To simply blame individual behavioural choices as the root cause of the diabetes epidemic does a disservice to those with the disease by creating stigma (a stigma which can even spill over to those with type 1 diabetes, a disease that it is not linked to obesity).

But there is an even greater danger with a simplistic understanding of diabetes that focuses exclusively on individual choice – it diverts attention and resources from other approaches which may be more effective at addressing the diabetes epidemic.

It is projected that by the year 2020, one in three Canadians will have either diabetes or pre-diabetes, a statistic that crystalizes the need for more emphasis on prevention, and illustrates why individual interventions alone are unlikely to be enough.
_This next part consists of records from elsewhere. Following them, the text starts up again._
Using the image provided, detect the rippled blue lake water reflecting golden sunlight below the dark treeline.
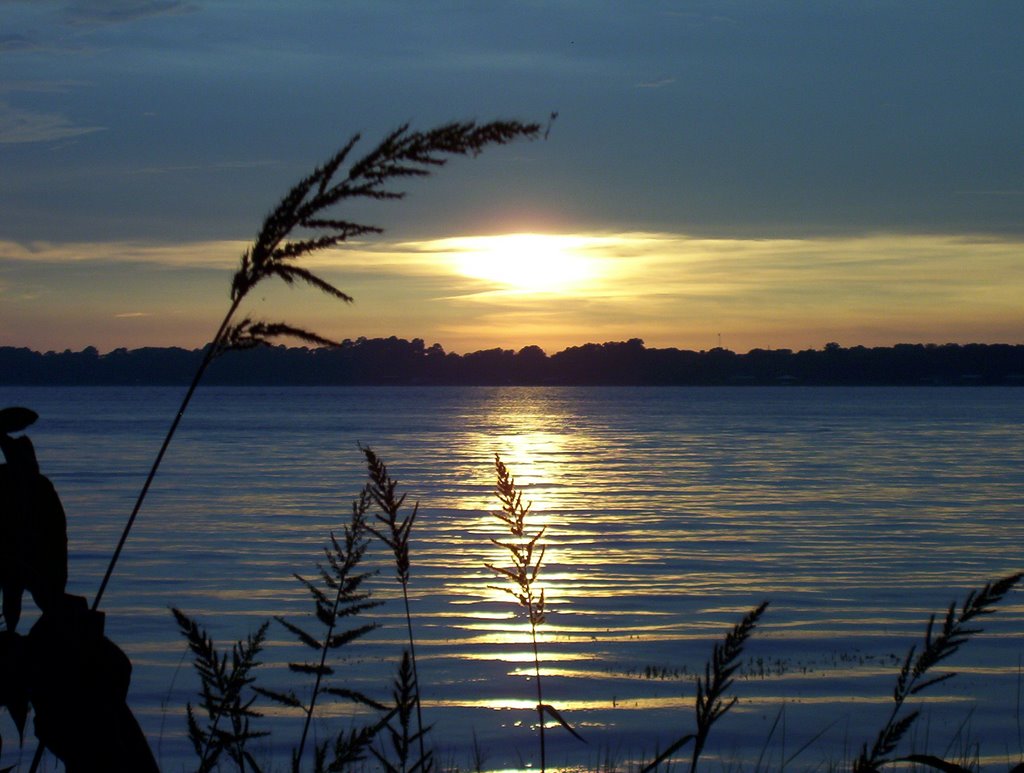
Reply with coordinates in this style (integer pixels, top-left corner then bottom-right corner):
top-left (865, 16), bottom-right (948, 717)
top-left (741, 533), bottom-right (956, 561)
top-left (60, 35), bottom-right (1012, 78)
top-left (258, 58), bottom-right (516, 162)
top-left (0, 387), bottom-right (1024, 771)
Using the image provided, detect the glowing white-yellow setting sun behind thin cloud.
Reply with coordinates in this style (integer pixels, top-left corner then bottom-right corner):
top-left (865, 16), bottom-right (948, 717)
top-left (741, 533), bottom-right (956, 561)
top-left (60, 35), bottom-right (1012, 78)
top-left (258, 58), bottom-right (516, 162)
top-left (447, 233), bottom-right (598, 294)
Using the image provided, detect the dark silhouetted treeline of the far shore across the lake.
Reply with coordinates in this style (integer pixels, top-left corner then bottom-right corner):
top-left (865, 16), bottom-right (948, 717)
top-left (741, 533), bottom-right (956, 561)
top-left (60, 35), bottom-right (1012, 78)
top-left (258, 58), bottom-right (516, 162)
top-left (0, 337), bottom-right (1024, 386)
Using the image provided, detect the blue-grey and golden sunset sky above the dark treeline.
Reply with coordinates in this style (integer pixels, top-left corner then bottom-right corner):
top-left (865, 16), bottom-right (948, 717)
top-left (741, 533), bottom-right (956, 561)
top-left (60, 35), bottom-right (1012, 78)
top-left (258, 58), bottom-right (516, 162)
top-left (0, 0), bottom-right (1024, 352)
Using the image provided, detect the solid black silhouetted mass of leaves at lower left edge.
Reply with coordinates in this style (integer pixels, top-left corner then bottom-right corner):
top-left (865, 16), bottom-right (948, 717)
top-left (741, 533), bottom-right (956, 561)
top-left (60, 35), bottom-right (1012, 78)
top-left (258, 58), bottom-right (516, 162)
top-left (0, 407), bottom-right (159, 773)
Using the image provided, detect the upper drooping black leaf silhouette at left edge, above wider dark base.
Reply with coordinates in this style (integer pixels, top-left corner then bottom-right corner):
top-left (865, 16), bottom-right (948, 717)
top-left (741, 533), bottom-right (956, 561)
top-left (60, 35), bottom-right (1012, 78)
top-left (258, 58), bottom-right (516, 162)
top-left (0, 407), bottom-right (68, 631)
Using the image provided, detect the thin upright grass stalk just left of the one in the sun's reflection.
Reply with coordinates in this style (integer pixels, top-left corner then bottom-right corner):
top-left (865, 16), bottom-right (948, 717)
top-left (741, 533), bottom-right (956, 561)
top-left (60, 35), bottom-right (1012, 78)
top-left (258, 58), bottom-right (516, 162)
top-left (362, 448), bottom-right (427, 761)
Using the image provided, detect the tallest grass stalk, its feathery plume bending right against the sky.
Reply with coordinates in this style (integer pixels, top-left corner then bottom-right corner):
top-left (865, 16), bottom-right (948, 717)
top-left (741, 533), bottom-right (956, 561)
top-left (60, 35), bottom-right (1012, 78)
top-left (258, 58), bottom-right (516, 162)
top-left (92, 121), bottom-right (541, 609)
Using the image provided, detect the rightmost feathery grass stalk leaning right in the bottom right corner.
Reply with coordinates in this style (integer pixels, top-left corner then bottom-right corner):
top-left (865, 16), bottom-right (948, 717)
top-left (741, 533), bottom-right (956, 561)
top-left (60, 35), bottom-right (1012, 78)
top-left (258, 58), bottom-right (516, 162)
top-left (853, 573), bottom-right (1024, 773)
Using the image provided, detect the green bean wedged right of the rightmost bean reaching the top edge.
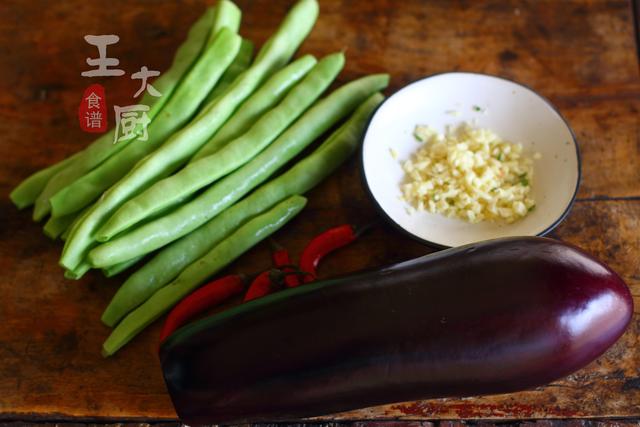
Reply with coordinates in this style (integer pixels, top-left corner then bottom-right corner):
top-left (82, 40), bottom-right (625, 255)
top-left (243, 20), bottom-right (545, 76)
top-left (190, 55), bottom-right (317, 163)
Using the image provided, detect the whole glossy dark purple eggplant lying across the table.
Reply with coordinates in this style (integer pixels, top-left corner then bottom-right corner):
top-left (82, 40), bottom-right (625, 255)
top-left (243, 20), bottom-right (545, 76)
top-left (160, 237), bottom-right (633, 425)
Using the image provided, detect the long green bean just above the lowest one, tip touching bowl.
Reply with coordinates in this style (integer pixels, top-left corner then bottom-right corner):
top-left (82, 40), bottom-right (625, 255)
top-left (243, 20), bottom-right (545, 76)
top-left (102, 93), bottom-right (384, 327)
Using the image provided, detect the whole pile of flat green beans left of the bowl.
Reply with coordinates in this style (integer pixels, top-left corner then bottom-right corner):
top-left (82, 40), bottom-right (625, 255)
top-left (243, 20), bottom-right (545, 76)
top-left (10, 0), bottom-right (389, 356)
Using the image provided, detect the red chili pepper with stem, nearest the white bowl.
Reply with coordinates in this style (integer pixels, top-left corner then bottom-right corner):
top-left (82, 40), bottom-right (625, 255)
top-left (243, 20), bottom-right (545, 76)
top-left (300, 223), bottom-right (374, 283)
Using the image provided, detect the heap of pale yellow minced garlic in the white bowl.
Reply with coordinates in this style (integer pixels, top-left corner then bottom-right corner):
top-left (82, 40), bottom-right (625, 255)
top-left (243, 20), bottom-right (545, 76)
top-left (402, 124), bottom-right (540, 223)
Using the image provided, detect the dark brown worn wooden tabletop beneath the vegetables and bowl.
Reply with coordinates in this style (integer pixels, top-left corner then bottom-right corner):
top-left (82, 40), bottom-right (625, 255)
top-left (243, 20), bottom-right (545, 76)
top-left (0, 0), bottom-right (640, 420)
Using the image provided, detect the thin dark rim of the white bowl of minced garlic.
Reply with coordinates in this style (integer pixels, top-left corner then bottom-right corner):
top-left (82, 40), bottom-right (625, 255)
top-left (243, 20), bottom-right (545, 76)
top-left (358, 71), bottom-right (582, 249)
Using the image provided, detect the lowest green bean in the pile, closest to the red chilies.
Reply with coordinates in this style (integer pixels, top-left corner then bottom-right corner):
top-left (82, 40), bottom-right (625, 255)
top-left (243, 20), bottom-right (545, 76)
top-left (102, 196), bottom-right (307, 357)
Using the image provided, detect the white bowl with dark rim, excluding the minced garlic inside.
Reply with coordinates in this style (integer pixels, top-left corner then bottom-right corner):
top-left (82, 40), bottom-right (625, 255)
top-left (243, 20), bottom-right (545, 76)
top-left (361, 72), bottom-right (580, 247)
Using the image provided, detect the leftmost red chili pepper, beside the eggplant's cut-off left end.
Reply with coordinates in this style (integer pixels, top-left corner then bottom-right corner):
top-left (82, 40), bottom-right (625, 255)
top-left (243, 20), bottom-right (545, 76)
top-left (160, 274), bottom-right (246, 342)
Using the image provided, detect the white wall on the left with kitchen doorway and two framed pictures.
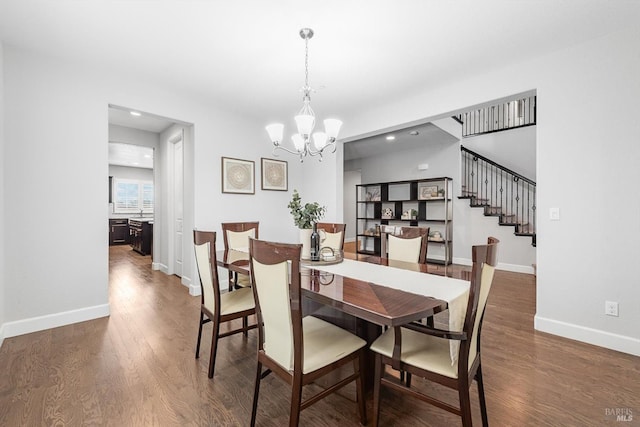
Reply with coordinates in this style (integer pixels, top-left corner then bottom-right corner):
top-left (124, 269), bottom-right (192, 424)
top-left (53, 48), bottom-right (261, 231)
top-left (3, 48), bottom-right (304, 336)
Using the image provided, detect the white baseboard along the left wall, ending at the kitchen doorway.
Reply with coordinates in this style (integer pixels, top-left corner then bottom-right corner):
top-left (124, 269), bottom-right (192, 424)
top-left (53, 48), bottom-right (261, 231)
top-left (3, 304), bottom-right (110, 338)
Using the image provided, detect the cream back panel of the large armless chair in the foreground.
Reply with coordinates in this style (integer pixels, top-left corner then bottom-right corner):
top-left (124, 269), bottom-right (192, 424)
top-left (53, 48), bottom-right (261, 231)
top-left (252, 258), bottom-right (293, 370)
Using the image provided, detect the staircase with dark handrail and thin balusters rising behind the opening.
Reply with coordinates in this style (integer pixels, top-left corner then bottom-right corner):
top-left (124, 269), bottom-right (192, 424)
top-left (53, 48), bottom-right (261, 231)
top-left (458, 147), bottom-right (536, 246)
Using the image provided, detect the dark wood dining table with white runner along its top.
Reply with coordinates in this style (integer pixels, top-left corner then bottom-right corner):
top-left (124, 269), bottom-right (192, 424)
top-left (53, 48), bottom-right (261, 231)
top-left (216, 250), bottom-right (469, 388)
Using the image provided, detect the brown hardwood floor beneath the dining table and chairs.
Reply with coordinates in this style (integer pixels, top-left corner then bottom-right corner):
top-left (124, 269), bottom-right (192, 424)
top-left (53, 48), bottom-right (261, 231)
top-left (0, 246), bottom-right (640, 426)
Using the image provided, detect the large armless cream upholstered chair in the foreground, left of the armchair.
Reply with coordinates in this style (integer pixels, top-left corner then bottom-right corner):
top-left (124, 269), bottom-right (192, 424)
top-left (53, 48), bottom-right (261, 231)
top-left (249, 239), bottom-right (366, 426)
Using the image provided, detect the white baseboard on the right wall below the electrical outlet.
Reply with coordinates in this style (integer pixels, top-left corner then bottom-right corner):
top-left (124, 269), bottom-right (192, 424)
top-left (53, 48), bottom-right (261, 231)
top-left (533, 316), bottom-right (640, 356)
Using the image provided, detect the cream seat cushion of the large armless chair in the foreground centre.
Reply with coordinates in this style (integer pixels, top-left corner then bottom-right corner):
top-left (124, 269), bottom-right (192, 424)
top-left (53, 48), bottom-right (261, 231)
top-left (302, 316), bottom-right (367, 374)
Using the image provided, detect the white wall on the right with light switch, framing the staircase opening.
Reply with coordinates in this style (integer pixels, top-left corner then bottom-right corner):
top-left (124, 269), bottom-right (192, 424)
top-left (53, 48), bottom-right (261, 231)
top-left (338, 28), bottom-right (640, 355)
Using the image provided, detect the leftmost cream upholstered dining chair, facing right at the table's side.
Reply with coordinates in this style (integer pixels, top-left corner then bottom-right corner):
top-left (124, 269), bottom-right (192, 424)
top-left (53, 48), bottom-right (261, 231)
top-left (193, 230), bottom-right (257, 378)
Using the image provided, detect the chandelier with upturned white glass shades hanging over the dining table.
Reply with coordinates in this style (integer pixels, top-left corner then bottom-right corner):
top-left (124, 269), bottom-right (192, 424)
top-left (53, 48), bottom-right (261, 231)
top-left (266, 28), bottom-right (342, 162)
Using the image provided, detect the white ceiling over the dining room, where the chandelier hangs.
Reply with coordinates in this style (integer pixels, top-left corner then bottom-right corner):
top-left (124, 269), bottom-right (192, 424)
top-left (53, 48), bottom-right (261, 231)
top-left (0, 0), bottom-right (640, 159)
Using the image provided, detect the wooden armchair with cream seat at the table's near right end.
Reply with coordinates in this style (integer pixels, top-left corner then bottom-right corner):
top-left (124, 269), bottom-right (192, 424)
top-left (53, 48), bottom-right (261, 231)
top-left (371, 237), bottom-right (498, 427)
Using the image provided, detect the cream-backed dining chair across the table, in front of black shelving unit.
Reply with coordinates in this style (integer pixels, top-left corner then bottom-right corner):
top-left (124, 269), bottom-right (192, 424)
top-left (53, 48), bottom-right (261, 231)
top-left (381, 227), bottom-right (429, 264)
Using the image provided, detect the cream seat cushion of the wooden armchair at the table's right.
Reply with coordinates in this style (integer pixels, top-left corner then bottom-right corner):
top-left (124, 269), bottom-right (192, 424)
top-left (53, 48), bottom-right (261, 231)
top-left (371, 328), bottom-right (458, 378)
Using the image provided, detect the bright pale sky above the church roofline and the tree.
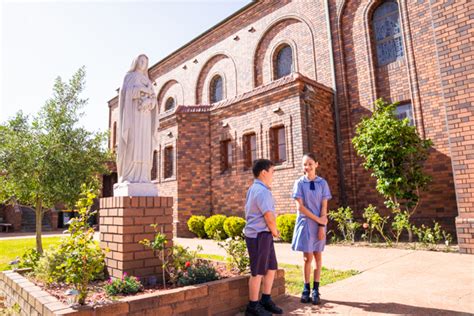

We can turn to Finland for inspiration.

In the late 1960s, North Karelia, a province in Finland, was found to have the world’s highest documented rate of cardiovascular death among middle-aged men. In response, provincial representatives signed a petition to the Finnish government for urgent assistance to reduce the high burden of disease. Within a year, a multi-stakeholder community-based approach engaged food retailers, the food products industry and even the agricultural sector where, for example, a drop in demand for high fat milk products was managed by supporting dairy farmers to become berry farmers.

What was the outcome?

Over the next three decades, death rates from heart disease fell by 80 per cent and significant reductions were also seen in rates of stroke and cancer. This comprehensive approach that sought to address the whole population had a remarkable impact.

Can this experience be reproduced in Canada? There will be a number of challenges, but perhaps the first step is to effectively confront the misconception that diabetes is exclusively the fault of those who eat too much and move too little.

Diabetes is a complicated problem and that simple response has delayed real action.

Dr. Jan Hux


 

Dr. Jan Hux is an expert advisor with EvidenceNetwork.ca and the Chief Science Officer at the Canadian Diabetes Association. She has broad experience as a physician, researcher, educator and executive.